Manusia kedua, sebut saja manusia bertato hitam. Tidak perlu datang jauh-jauh karena memang manusia ini adalah penghuni kampoeng yang sudah dikenal banyak orang. Apalagi dia pemegang peran penting dalam penjagaan di sebuah wilayah Kampoeng Jakarta. Manusia kedua ini sedang berkumpul dengan teman-temannya yang bertato warna-warni. Niat mereka satu; nongkrong aja.

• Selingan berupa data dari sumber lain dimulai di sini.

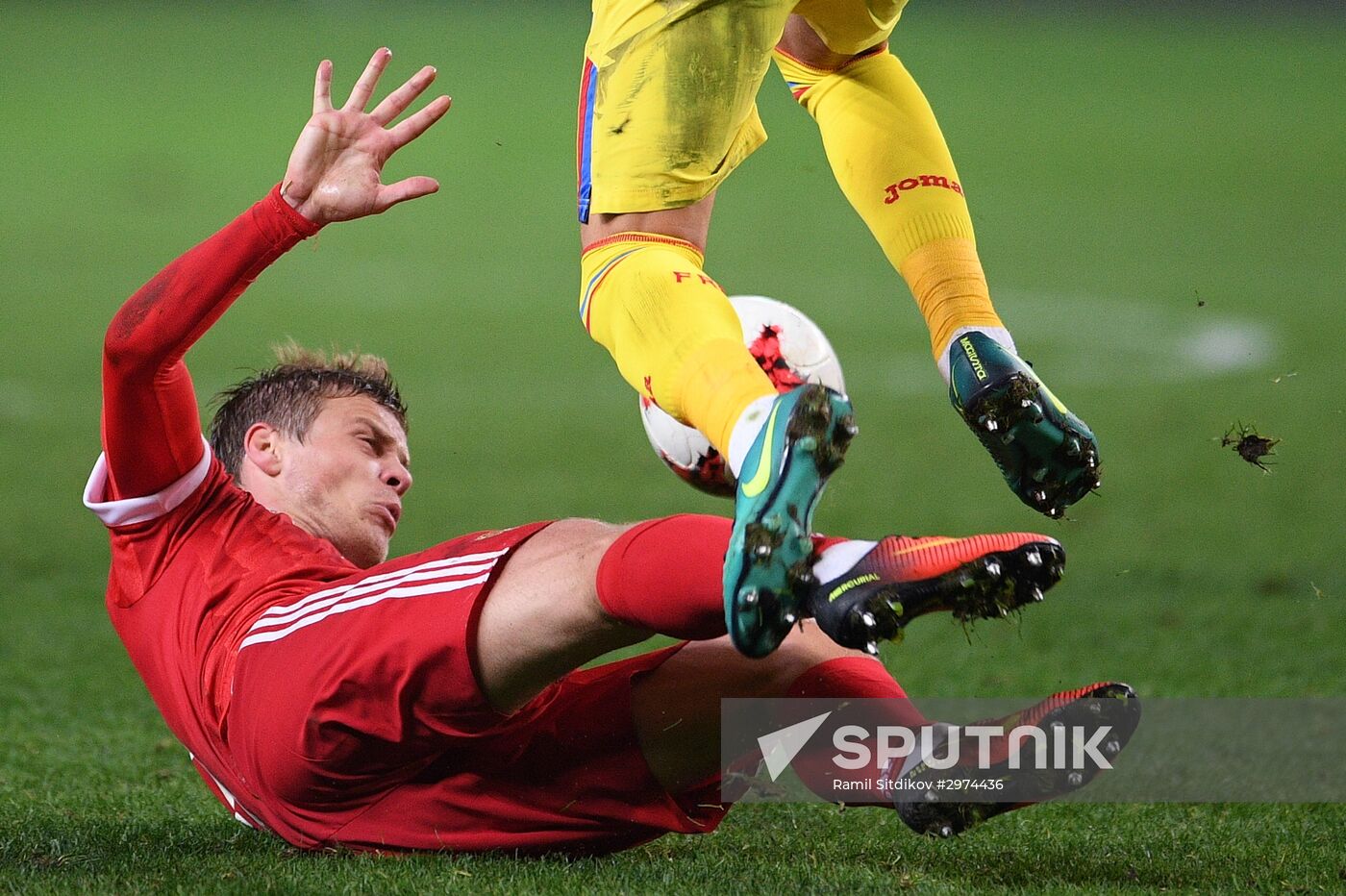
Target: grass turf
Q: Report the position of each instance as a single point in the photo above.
(1155, 197)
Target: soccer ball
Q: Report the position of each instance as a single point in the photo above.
(791, 351)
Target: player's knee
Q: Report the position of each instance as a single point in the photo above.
(801, 42)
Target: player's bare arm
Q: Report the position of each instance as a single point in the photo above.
(151, 423)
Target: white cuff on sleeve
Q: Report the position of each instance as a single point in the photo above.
(132, 510)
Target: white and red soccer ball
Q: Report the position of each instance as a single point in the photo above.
(791, 351)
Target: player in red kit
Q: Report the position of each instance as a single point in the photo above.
(433, 701)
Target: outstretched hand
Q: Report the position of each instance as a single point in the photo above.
(336, 170)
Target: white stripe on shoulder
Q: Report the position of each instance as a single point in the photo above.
(392, 593)
(132, 510)
(361, 588)
(446, 564)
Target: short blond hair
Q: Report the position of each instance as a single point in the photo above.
(291, 394)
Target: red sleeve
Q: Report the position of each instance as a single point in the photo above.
(151, 427)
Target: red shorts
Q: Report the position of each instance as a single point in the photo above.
(357, 721)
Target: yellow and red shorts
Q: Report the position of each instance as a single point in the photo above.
(668, 97)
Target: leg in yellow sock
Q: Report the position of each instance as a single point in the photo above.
(892, 164)
(894, 167)
(670, 330)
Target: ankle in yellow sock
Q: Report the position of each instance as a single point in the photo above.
(891, 162)
(951, 289)
(670, 330)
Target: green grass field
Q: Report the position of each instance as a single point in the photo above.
(1158, 199)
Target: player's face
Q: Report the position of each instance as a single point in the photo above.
(346, 479)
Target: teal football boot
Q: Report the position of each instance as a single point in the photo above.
(767, 568)
(1046, 454)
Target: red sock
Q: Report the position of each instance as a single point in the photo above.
(665, 575)
(855, 677)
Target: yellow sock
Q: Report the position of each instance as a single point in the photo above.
(670, 330)
(894, 167)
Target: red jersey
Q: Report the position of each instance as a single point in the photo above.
(194, 559)
(330, 704)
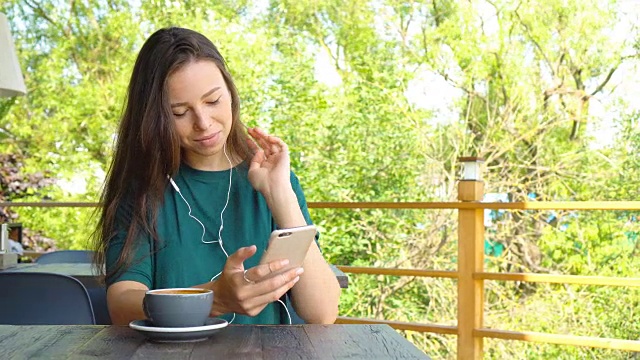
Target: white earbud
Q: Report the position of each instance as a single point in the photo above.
(173, 183)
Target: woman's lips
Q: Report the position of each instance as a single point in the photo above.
(209, 140)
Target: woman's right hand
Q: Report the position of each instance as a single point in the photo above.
(249, 293)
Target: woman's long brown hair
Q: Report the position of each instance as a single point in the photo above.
(147, 147)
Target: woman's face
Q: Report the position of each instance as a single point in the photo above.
(201, 106)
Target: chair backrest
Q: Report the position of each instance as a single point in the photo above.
(35, 298)
(66, 256)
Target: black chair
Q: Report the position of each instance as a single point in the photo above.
(33, 298)
(66, 256)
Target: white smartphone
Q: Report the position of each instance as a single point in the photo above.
(291, 243)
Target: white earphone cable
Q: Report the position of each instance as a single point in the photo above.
(219, 241)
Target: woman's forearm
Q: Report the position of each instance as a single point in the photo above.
(316, 295)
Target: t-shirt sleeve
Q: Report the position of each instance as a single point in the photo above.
(140, 267)
(302, 202)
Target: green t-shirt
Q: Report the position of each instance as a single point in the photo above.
(182, 258)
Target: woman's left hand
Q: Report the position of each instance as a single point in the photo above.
(270, 167)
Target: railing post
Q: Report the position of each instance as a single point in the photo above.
(470, 260)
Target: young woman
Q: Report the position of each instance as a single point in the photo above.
(190, 199)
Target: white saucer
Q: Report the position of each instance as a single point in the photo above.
(178, 334)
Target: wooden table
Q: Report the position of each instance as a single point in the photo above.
(85, 273)
(368, 342)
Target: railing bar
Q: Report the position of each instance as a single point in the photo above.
(541, 205)
(398, 272)
(401, 325)
(589, 341)
(559, 279)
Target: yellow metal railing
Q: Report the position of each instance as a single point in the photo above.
(470, 273)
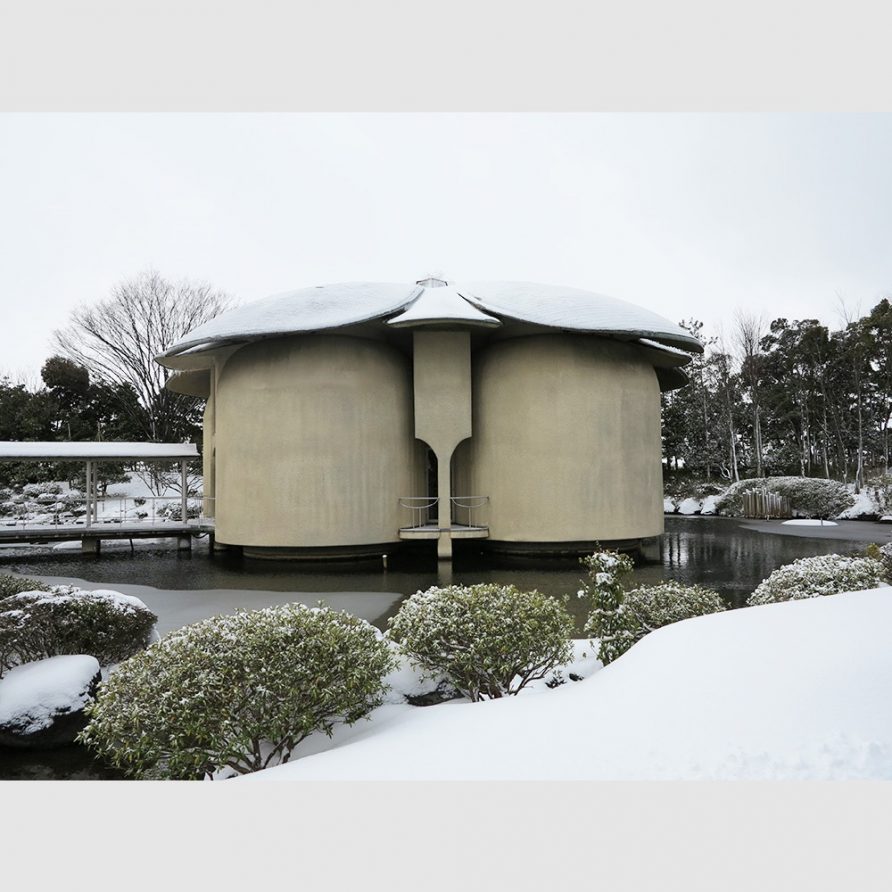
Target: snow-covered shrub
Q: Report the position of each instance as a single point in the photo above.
(649, 607)
(36, 624)
(823, 575)
(489, 640)
(885, 558)
(12, 585)
(238, 692)
(35, 490)
(809, 496)
(174, 510)
(607, 621)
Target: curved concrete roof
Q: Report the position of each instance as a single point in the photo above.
(334, 306)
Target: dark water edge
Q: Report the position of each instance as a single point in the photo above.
(716, 552)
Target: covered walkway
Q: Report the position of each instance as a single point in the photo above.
(91, 530)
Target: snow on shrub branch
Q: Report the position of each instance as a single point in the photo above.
(488, 640)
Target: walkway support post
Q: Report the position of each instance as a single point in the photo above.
(88, 480)
(183, 493)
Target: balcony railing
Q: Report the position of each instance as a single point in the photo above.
(463, 510)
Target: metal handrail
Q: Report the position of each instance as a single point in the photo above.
(421, 505)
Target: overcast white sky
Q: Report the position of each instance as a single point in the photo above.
(689, 215)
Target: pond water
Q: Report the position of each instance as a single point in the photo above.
(725, 554)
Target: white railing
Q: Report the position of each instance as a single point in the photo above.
(421, 506)
(424, 509)
(142, 511)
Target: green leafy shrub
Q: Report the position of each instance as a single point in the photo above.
(811, 496)
(488, 640)
(608, 621)
(650, 607)
(619, 618)
(823, 575)
(238, 692)
(36, 624)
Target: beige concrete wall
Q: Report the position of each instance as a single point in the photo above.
(207, 457)
(314, 443)
(442, 385)
(567, 440)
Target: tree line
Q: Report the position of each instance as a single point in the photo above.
(788, 398)
(103, 383)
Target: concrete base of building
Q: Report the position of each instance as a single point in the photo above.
(647, 549)
(324, 554)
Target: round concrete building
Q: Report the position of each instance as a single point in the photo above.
(346, 419)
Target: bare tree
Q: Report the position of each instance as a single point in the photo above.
(118, 338)
(749, 329)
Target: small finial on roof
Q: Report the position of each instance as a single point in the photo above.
(432, 282)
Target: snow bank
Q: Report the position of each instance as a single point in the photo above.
(796, 690)
(33, 695)
(809, 522)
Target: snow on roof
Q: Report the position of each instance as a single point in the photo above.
(333, 306)
(90, 450)
(309, 309)
(441, 304)
(574, 309)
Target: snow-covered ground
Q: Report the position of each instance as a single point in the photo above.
(868, 503)
(797, 690)
(809, 522)
(132, 502)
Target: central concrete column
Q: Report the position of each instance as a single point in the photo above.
(442, 381)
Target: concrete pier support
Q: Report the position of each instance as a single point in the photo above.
(90, 545)
(651, 549)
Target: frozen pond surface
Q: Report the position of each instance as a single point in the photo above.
(729, 555)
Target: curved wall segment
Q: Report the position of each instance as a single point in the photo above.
(567, 441)
(314, 444)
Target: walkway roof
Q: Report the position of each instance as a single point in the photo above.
(86, 450)
(434, 302)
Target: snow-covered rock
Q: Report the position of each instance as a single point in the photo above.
(42, 703)
(689, 506)
(797, 690)
(710, 505)
(865, 506)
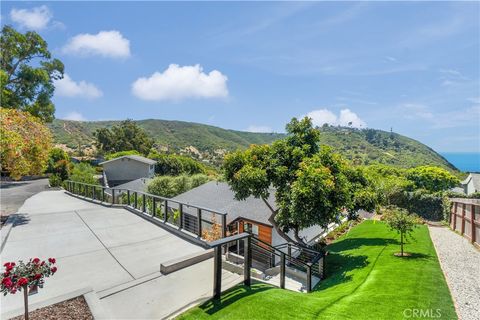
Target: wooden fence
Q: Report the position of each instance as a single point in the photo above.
(465, 218)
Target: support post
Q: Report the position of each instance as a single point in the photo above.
(180, 216)
(217, 273)
(247, 261)
(199, 222)
(309, 277)
(224, 225)
(472, 223)
(154, 208)
(165, 216)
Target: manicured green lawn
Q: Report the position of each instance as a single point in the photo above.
(364, 281)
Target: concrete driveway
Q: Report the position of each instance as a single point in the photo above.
(95, 246)
(14, 193)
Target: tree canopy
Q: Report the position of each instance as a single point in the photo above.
(123, 137)
(25, 143)
(27, 73)
(312, 185)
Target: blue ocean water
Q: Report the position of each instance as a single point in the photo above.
(465, 161)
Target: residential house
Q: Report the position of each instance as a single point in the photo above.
(124, 169)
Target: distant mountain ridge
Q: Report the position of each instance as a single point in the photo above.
(360, 146)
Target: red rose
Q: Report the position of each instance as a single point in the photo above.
(7, 282)
(22, 281)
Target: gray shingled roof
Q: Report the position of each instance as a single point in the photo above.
(218, 196)
(133, 157)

Di momen yang mungkin hampir bersamaan, hal luar biasa–dan aneh–terjadi pada kedua manusia itu. Manusia bersorban putih ditangkap polisi karena ditemukan banyak amplop di tasnya yang kemudian TV nasional memberitakannya bahwa inilah sumber donatur suatu kelompok yang mengepung gedung di depan jalan Thamrin itu. Manusia ini bingung karena memang biasanya dia selalu membawa uang banyak dalam bentuk amplop-amplop. Apalagi ditangkapnya saat telah menolong orang. Tentu niat awalnya untuk amal jariah, eh sekarang malah menjadi pembuka ke pintu jeruji sel. Berbeda dengan manusia bertato hitam, di saat nongkrong santai, tetiba ada suatu kelompok orang berlari terbirit-birit ke arah dia. Tentu mereka adalah kelompok yang awalnya mengepung gedung di Jalan Thamrin itu. Sialnya, manusia kedua ini tidak bertindak cepat. Dia justru malah ditangkap di tempat santainya karena diduga sebagai salah satu juru kunci dari pengepungan gedung itu. Santainya dia kini berujung kesengsaraan di dunia yang sementara.

Hei, pertemuan dua insan yang penuh hikmah semakin mendekat.

Beberapa hari kemudian, di sebuah jeruji sel 2 x 8 meter persegi, keduanya sekarang senasib. Satu sel dengan total 25 orang, tidak ada ventilasi, dan gelap maka dapat dibayangkan bagaimana kondisinya saat itu.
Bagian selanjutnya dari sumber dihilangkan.